Женщина вслед за мужем нерешительно переступает порог. Они проходят сени и оказываются в горнице. Мужчина нащупывает кровать и кладет на нее рядышком заснувших детей. Укрывает их одеялом. Берет жену за руки, притягивает к себе, обнимает и целует в щеку. Губы у него шершавые, потрескавшиеся от ветра. Щека женщины тоже шершавая. Женщина, упираясь руками, слегка отталкивает мужа от себя.
– Ты говорил вроде бы, что детей у тебя двое. А тут только один…
– Девочку я отдал в приемыши. Очень была маленькая. Я бы ее не выходил.
– Кому отдал-то?
– Соседка взялась вырастить.
– Что за соседка?
– Жена Жигоя…
– Пойдешь и принесешь ее домой.
– Попробую, только не сейчас – завтра утром.
В комнате стужа. Шелестит дранкой на крыше ветер, задувает обратно в комнату курящийся над очагом дым. Женщина садится возле огня. Конопатый курносый мальчик стряхивает с себя дрему. Долго смотрит на женщину, затем вскакивает на ноги, как вспугнутый барсук, и прижимается к отцу.
– Кто это?
– Твоя мать.
– Гони ее к черту! Никакая она мне не мать. Моя мать умерла. Ее похоронили…
И он показывает женщине язык – синий, распухший.

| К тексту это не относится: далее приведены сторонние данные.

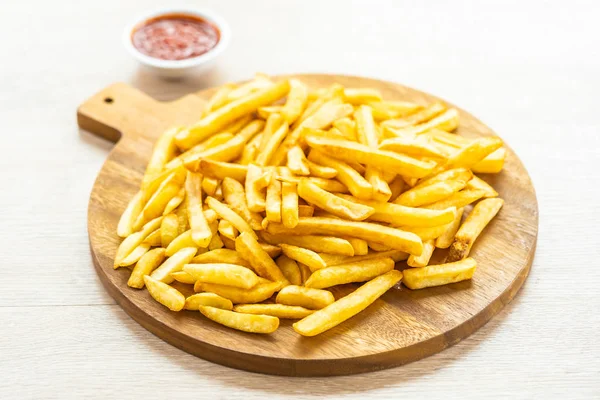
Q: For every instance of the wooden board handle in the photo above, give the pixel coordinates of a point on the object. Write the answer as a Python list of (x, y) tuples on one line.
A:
[(110, 113)]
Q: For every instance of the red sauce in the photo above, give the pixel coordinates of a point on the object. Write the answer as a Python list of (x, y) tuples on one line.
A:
[(175, 37)]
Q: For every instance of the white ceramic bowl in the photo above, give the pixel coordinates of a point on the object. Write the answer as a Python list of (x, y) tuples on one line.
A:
[(179, 68)]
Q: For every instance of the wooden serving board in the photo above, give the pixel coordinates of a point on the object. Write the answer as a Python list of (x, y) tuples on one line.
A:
[(401, 327)]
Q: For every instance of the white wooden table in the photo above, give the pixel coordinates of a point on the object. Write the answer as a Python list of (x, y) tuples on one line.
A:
[(530, 70)]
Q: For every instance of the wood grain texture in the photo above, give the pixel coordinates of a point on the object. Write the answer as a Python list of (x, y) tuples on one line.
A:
[(401, 327)]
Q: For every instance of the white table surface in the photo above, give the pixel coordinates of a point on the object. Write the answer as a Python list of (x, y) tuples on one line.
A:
[(530, 70)]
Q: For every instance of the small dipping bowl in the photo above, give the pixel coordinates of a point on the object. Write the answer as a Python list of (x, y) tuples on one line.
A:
[(178, 68)]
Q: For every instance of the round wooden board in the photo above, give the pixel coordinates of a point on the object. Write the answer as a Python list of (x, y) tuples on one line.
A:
[(401, 327)]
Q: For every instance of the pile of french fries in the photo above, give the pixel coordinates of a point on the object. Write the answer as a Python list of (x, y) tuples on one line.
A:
[(280, 193)]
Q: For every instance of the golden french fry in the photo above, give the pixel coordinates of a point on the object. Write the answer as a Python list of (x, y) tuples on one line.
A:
[(437, 275), (154, 208), (247, 246), (305, 272), (297, 162), (271, 250), (321, 119), (228, 151), (423, 259), (235, 196), (200, 148), (271, 148), (383, 110), (313, 299), (220, 256), (331, 203), (455, 174), (169, 229), (265, 112), (473, 152), (164, 294), (476, 221), (257, 180), (458, 199), (445, 239), (134, 240), (210, 185), (429, 194), (135, 255), (194, 301), (183, 277), (130, 215), (424, 115), (273, 201), (394, 238), (359, 246), (290, 269), (275, 310), (174, 263), (182, 241), (378, 247), (223, 116), (427, 233), (153, 239), (148, 263), (273, 123), (356, 152), (351, 272), (396, 188), (222, 274), (396, 214), (348, 176), (229, 215), (289, 204), (446, 121), (492, 164), (201, 233), (347, 127), (480, 184), (304, 256), (175, 202), (258, 293), (321, 244), (296, 101), (164, 150), (227, 229), (411, 147), (347, 306), (218, 99), (243, 322)]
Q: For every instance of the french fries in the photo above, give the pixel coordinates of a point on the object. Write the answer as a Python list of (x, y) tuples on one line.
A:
[(222, 274), (437, 275), (313, 299), (332, 203), (219, 119), (242, 322), (347, 307), (360, 271), (275, 310), (307, 257), (480, 216), (281, 191), (207, 299)]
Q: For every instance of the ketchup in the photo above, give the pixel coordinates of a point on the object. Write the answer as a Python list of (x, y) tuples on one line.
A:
[(175, 37)]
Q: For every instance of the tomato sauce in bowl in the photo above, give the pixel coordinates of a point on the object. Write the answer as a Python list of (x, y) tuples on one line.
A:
[(175, 37)]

Дом стоит посреди двора. За домами – хлев, амбар для пшеницы на случай богатого урожая, навес для кукурузы, если уродится, разбитая телега, возле нее – привязанные к дышлу волы, жующие сухую солому. В глубине двора – заросли акаций, над которыми победно вознесся ввысь высокий тополь, листья его беспокойно шелестят под набегающим ветром. Перед домом – две шелковицы, несколько сливовых деревьев, наполовину засохший орешник, а у самой изгороди развесила свои ветви плакучая ива. Под ивой – деревянный сруб колодца, колодец глубокий, лишь на самом дне поблескивает вода. По правую сторону и напротив – крестьянские дома, все село. По левую сторону – железная дорога, вдоль которой вьется в гору тропинка. С гребня холма, насколько хватает глаз, видны бесконечные поля, кое-где взгорбленные невысокими холмами, на которых там и сям торчат старые деревья – все, что осталось от некогда непроходимой чащи – Делиормана, безумного леса, – от бесчисленных вязов, тополей, ясеней, дубов, зарослей малинника и кишевшего там зверья.

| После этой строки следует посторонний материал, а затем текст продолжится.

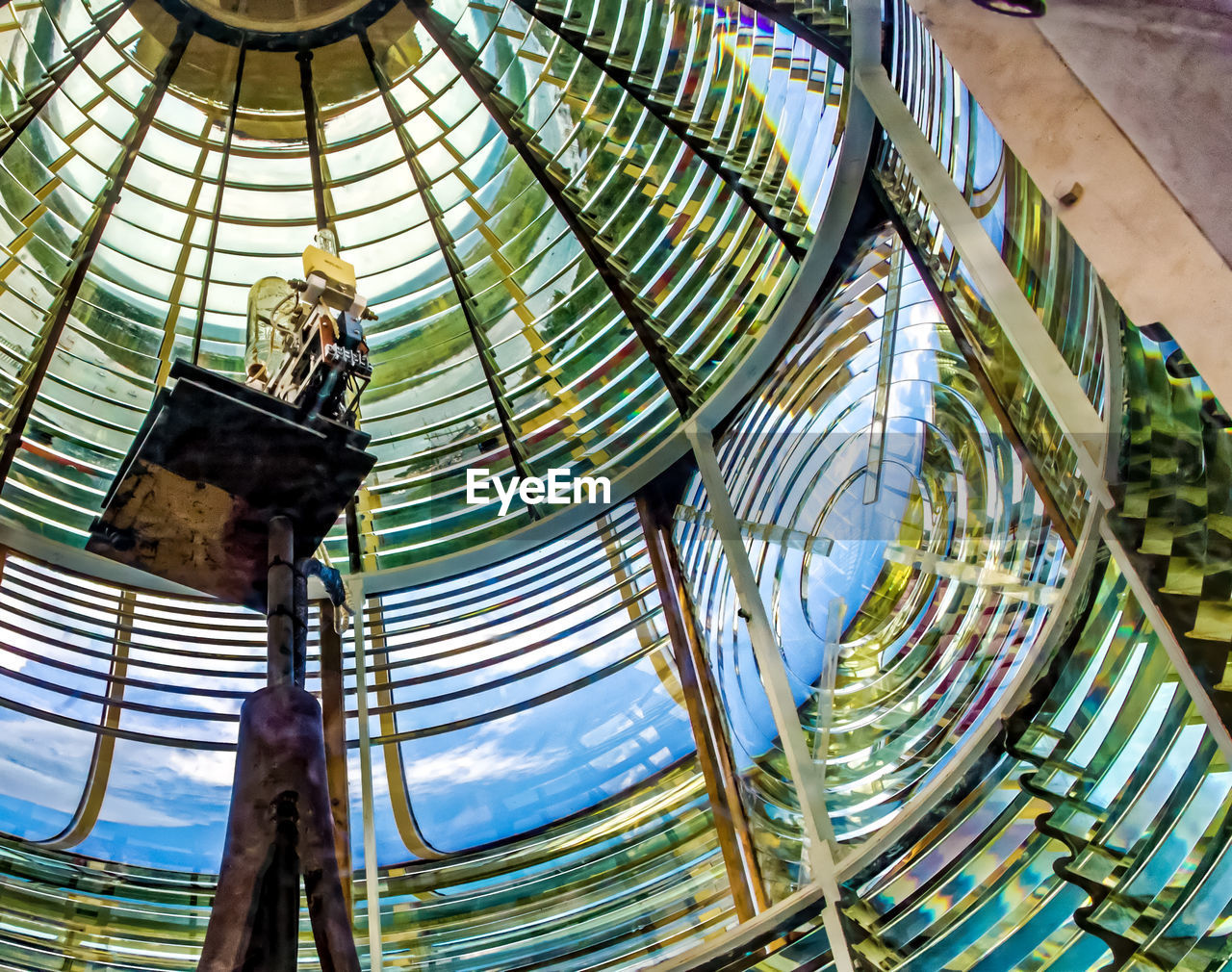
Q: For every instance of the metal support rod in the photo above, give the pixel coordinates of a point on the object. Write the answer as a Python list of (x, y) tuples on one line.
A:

В далекие времена на этих придунайских землях людей селилось немного. За Турну начинались уже владения турок. Возле Руши, что на реке Веде, стояла крепость. Порой турки совершали набеги на селения, и тогда банды башибузуков грабили и убивали. Прежние села – лишь зародыши нынешних сел: горстка хаток, сбившихся поближе друг к дружке, удаленная от таких же других. Частенько являлись с поборами и ревностные прислужники властей. Жгли, били, разоряли, мордовали – и убирались восвояси. Приносили лишь горе да слезы. А кому пожалуешься? Иные убегали в лес, скрывались от людей, теряли человеческий облик. Чтобы добыть пропитание, кое-кто выходил с дубинкой на большак. Кругом, куда ни кинь взгляд, – леса. Мамалыга из проса с молоком и брынзой – вот и вся еда. Скота хоть отбавляй, а земли нету. Древний дед Гэбуня рассказывал, как он однажды ездил на ярмарку в Дрэгэнешть. Отправился один. Проехав Удуп, заметил, что за ним неотступно следует всадник с пистолетами у пояса. Когда дед делал остановку, чтобы дать коню пощипать травы, всадник останавливался тоже. Двигался дальше дед, трогался в путь и всадник. «Пора с ним кончать, – решил Гэбуня. – Надо засветло управиться». Солнце достигло зенита и уже клонилось к западу; Гэбуня спешился возле зарослей кустарника, стреножил коня и приготовил место вроде как для ночлега. Расстелил дуламу [4] , а под нее подсунул охапку травы. К воротнику свою кэчулу пристроил. Опустились сумерки. И в темноте казалось, что у кустов прилег отдохнуть усталый путник. Сам Гэбуня притаился рядом.